KF: One of the things I love about the crankies is that I can make something that I can keep putting it out there…with the same materials. It feels less wasteful, because I can share it with so many people. It’s not like one person will buy it, take it home, and hang it on their wall. That feels good. It’s less of an object and more of a tool.

With cut-outs you can be an inventor with simple means. It’s a way to use my skills and connect with people in a meaningful way.


PD: What’s next for you?

KF: I’m taking a crankie tour that includes a visit to Vermontwith the writer of Mrs. Whitmore’s Song.

I’m performing at Quest Fest at the Creative Alliance, March 30th and 31st. Quest Fest is an international visual theater festival.

Then there’s ellen cherry’s CD release party for “Please Don’t Sell The Piano” at An die Musik, March 31st and April 1st.

*    *    *

Crankies are great theater. Kathy is a master storyteller. The crankie form requires a different concept of time and a different approach to materials. Her approach arrives at something gratefully alive and achingly beautiful. Elegant and authentic. With heart and soul.

When you experience a crankie, you can figure out exactly how it works. It’s basic. Kathy says, “Kids get it. They cut out shapes with scissors all the time. There’s no magic to it. Yet it’s still so affecting.”

 

  • Peggy Hoffman

    Great article!

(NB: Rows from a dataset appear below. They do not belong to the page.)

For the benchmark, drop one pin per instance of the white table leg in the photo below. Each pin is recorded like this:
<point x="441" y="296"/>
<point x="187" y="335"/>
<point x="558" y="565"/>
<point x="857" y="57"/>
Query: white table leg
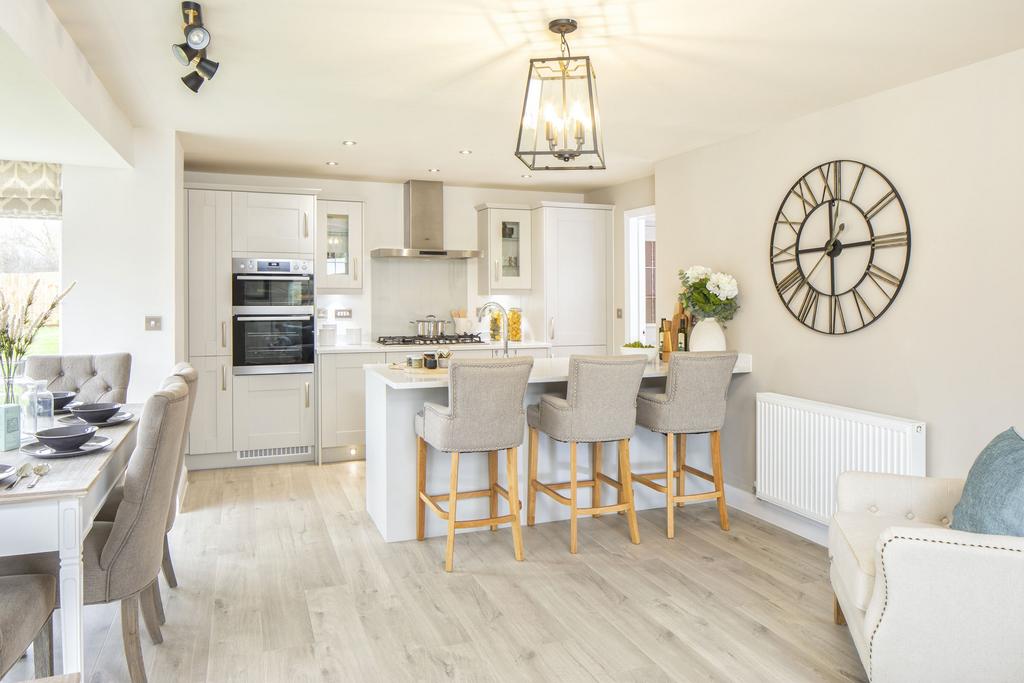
<point x="72" y="589"/>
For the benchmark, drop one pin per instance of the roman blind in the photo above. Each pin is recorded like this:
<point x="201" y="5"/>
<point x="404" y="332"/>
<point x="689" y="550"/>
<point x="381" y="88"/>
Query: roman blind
<point x="30" y="189"/>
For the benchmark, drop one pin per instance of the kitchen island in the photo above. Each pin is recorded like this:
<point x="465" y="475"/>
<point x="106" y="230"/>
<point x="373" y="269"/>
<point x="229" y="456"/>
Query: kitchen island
<point x="393" y="397"/>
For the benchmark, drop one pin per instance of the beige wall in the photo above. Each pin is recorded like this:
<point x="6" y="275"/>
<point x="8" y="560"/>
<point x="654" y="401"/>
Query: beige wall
<point x="632" y="195"/>
<point x="949" y="349"/>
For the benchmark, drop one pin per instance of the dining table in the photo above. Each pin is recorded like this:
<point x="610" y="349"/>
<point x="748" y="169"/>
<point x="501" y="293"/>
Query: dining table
<point x="56" y="514"/>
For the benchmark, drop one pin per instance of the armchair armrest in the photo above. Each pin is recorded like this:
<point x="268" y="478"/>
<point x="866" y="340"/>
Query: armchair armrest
<point x="928" y="499"/>
<point x="946" y="606"/>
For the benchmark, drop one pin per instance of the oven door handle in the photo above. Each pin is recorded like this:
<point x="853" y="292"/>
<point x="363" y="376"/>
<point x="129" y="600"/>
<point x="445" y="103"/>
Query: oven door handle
<point x="271" y="279"/>
<point x="270" y="318"/>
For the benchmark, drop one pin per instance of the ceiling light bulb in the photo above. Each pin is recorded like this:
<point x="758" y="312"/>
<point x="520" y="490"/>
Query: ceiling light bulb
<point x="183" y="53"/>
<point x="193" y="81"/>
<point x="197" y="37"/>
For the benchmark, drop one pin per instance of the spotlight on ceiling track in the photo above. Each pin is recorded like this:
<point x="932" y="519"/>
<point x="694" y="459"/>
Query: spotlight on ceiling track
<point x="193" y="51"/>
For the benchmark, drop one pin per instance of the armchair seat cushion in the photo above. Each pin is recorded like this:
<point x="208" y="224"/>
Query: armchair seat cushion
<point x="852" y="541"/>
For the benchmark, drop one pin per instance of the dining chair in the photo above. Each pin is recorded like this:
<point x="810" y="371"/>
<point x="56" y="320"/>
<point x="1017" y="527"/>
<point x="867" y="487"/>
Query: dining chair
<point x="693" y="402"/>
<point x="100" y="378"/>
<point x="600" y="404"/>
<point x="484" y="415"/>
<point x="186" y="374"/>
<point x="27" y="603"/>
<point x="122" y="558"/>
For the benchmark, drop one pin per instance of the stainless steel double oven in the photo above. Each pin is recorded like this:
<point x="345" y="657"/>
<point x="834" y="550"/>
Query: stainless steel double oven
<point x="273" y="315"/>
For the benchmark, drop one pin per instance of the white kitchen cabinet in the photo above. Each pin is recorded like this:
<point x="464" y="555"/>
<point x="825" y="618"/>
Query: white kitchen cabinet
<point x="209" y="272"/>
<point x="339" y="245"/>
<point x="573" y="245"/>
<point x="505" y="235"/>
<point x="272" y="224"/>
<point x="273" y="411"/>
<point x="210" y="430"/>
<point x="342" y="403"/>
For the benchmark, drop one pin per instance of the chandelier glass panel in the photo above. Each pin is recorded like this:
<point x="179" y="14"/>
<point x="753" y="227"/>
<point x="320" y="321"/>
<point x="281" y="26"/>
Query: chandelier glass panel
<point x="560" y="128"/>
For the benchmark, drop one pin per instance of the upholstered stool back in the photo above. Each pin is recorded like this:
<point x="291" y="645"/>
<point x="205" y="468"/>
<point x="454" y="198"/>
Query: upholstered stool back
<point x="693" y="401"/>
<point x="484" y="411"/>
<point x="600" y="402"/>
<point x="97" y="379"/>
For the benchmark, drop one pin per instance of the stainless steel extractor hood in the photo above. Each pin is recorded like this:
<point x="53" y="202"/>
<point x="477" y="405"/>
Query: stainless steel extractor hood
<point x="424" y="225"/>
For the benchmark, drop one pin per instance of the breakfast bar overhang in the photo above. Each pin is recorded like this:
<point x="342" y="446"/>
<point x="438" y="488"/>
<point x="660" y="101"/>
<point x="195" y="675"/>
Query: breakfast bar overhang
<point x="393" y="397"/>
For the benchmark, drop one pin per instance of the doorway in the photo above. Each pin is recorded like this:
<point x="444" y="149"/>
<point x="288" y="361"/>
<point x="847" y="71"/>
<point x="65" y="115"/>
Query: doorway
<point x="641" y="257"/>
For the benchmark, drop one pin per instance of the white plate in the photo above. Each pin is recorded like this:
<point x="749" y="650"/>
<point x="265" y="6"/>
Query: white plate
<point x="118" y="418"/>
<point x="37" y="450"/>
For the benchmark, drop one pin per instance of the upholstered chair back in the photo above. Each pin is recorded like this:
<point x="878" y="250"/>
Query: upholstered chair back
<point x="134" y="549"/>
<point x="97" y="379"/>
<point x="184" y="373"/>
<point x="694" y="395"/>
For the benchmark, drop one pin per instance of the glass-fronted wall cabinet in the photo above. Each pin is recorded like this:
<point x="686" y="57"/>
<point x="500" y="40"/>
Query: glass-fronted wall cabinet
<point x="339" y="245"/>
<point x="505" y="237"/>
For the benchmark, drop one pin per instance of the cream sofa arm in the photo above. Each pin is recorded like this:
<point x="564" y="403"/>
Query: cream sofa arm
<point x="927" y="499"/>
<point x="946" y="606"/>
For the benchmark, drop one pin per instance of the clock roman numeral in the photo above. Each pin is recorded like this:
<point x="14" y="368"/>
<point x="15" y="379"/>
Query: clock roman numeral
<point x="880" y="205"/>
<point x="890" y="240"/>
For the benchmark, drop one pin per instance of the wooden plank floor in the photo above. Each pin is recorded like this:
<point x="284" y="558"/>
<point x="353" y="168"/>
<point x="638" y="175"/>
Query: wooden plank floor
<point x="284" y="578"/>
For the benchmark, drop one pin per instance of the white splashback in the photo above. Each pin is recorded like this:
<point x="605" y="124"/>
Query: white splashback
<point x="407" y="289"/>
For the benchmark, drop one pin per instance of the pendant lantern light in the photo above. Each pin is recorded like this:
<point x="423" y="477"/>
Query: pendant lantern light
<point x="560" y="124"/>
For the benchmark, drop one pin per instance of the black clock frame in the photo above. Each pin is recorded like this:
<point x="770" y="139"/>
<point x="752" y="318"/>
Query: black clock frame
<point x="822" y="169"/>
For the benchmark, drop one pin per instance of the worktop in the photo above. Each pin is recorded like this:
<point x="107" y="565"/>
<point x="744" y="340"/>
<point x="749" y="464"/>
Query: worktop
<point x="392" y="399"/>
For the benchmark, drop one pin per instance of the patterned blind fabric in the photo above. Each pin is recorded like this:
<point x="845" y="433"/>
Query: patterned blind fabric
<point x="30" y="189"/>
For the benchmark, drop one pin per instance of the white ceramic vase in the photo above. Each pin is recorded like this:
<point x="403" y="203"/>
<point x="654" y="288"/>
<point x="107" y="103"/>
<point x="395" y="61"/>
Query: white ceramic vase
<point x="708" y="336"/>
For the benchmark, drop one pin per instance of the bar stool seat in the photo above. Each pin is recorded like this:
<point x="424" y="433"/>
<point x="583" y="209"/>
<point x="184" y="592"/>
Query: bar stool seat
<point x="484" y="415"/>
<point x="693" y="402"/>
<point x="599" y="407"/>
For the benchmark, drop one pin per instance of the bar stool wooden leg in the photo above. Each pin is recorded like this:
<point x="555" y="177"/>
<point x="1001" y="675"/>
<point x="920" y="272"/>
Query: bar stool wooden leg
<point x="453" y="501"/>
<point x="716" y="463"/>
<point x="670" y="470"/>
<point x="513" y="477"/>
<point x="627" y="481"/>
<point x="493" y="483"/>
<point x="573" y="519"/>
<point x="681" y="468"/>
<point x="421" y="486"/>
<point x="531" y="477"/>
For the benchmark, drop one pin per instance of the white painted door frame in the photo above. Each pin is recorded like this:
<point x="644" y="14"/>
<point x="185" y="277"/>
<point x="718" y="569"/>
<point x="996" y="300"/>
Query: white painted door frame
<point x="634" y="228"/>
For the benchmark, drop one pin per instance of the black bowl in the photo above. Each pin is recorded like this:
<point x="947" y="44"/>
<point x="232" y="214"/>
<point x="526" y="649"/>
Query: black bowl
<point x="66" y="438"/>
<point x="94" y="413"/>
<point x="61" y="398"/>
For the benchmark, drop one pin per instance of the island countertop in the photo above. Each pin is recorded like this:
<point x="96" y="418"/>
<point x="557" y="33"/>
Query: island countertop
<point x="545" y="370"/>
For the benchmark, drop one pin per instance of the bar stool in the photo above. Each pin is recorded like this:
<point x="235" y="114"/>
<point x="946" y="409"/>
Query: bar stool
<point x="693" y="402"/>
<point x="484" y="415"/>
<point x="600" y="406"/>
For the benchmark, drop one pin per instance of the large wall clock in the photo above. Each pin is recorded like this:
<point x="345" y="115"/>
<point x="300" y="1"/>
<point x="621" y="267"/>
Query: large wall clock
<point x="840" y="247"/>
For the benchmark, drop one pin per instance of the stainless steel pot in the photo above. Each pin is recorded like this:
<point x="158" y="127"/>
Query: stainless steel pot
<point x="430" y="327"/>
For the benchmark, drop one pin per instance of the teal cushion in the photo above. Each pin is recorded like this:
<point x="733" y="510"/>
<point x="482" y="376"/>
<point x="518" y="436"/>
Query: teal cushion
<point x="993" y="494"/>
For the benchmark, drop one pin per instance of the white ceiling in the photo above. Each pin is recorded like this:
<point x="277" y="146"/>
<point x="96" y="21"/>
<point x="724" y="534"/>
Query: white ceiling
<point x="415" y="81"/>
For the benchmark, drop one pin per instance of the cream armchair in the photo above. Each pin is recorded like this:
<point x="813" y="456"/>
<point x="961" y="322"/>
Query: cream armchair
<point x="924" y="602"/>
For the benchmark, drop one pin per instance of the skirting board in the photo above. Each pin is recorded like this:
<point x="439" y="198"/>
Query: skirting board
<point x="802" y="526"/>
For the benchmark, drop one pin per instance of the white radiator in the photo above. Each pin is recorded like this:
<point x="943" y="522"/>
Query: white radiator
<point x="803" y="445"/>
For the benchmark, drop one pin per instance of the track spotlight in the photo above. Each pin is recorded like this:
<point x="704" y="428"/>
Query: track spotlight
<point x="193" y="81"/>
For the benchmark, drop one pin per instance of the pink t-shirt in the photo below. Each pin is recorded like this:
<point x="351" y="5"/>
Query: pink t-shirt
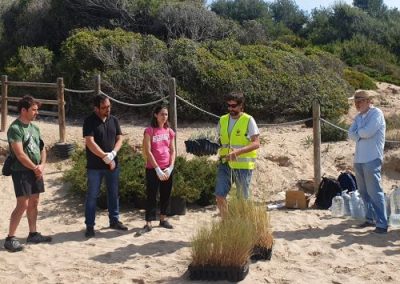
<point x="160" y="140"/>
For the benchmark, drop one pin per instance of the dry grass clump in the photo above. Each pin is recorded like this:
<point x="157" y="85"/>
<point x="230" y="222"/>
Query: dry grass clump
<point x="257" y="215"/>
<point x="227" y="243"/>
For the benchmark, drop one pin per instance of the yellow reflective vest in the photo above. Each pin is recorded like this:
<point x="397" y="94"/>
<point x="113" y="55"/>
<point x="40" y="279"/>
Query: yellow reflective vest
<point x="237" y="139"/>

Kathy is the nicest cranky person I know.

  • Chilelily

    I feel so proud to have seen Kathy develop from a sensitive young girl to the accomplished, multi-talented artist she is today!  It’s not surprising that audiences are moved and amazed when they watch her creativity come alive in the crankies, one of her very unique forms of artistic expression.

  • Linda Franklin

    Wonderful article/interview(s).  Put into words it seems as if you get an ah ha! insight into Kathy’s beautiful work.  I guess I never thought about the calmness and modesty before because I’m so in awe of her work and she’s tall and sturdy, but she really is comforting and inspiring to be around. Thanks so much Ellen too, for your answers!  Great pix also.